Open TATynise opened 1 year ago

TATynise commented 1 year ago

Hi,I encountered "cycle-free graph violated: partition depends on itself" while running a custom network on finn.I have tried adjusting the streamlining and convert_to_hls steps according to ResNet-50 finn-example, but it still failed.

This is the residual part of the network:

image

Refer to "cnv_end2end_example",after streamline the residual part is as shown in the figure:

image

Refer to the "streamline nonlinear" step in ResNet50 finn-example, as shown in the figure:

image

Then converted to hls, as shown in the figure:

image When finally using "parent_model = model.transform(CreateDataflowPartition())", it failed because the residual part was not converted successfully.I have tried many ways but nothing works, I hope you can provide some guidance.

Thanks.

mmrahorovic commented 10 months ago

Hi @TATynise,

Thanks for your question!

Residual networks are indeed a bit tricky since it requires a streamlining process that's relatively more involved compared to linear networks. It looks like the streamlining process didn't 'fully streamline' the graph -- meaning you have a few floating point operators left in your network. In the final image you showed, you can see that the Mul and Add nodes (which are regular ONNX node) are mixed with the so-called fpgadataflow nodes (FMPadding_Batch, ConvolutionInputGenerator). The CreateDataflowPartition transform will partition your model in smaller sub-models, where each sub-model will consists of (exclusively) nodes that are either standard ONNX nodes or fpgadataflow-type nodes (i.e. nodes that will in the end run on the FPGA). Since your network is residual and contains many of these regular ONNX node mixed with fpgadataflow-type nodes, the partitioning becomes more complicated and breaks along the way somewhere.

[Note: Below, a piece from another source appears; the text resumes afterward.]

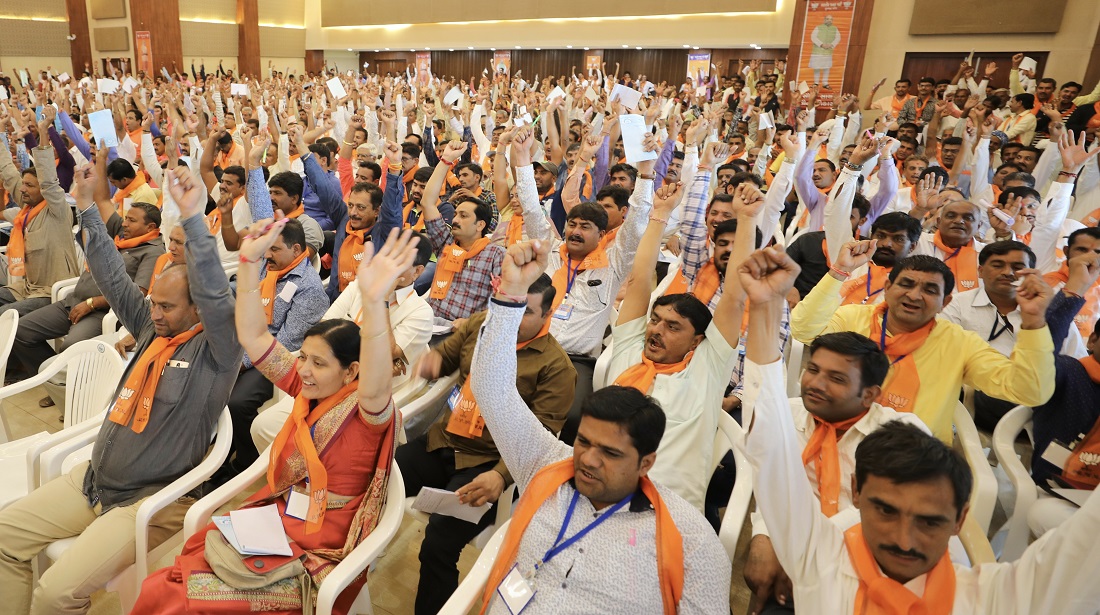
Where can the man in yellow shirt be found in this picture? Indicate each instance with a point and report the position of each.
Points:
(932, 359)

To resolve this, I would first suggest to revisit the streamlining of your network, since I presume your target is to run the full network on the FPGA rather than partly. One trick to make this easier, is to add uniform quantizers at the end of both residual lanes in your custom network (before exporting it with Brevitas). In the third image you showed, this would result in having a MultiThreshold node at the end of both lanes. These MultiThreshold nodes are essentially what allows us to streamline away floating point operators by moving them around and absorbing them in those MultiThreshold thresholds. By then calling transforms such as AbsorbAddIntoMultiThreshold and AbsorbMulIntoMultiThreshold, those floating point operators will be absorbed in the thresholds of the subsequent MultiThreshold node.

This would remove the floating point operators you showed in the screenshots and bring you one step closer to full FPGA execution. Hope this helps you further and please let us know if you run into further issues!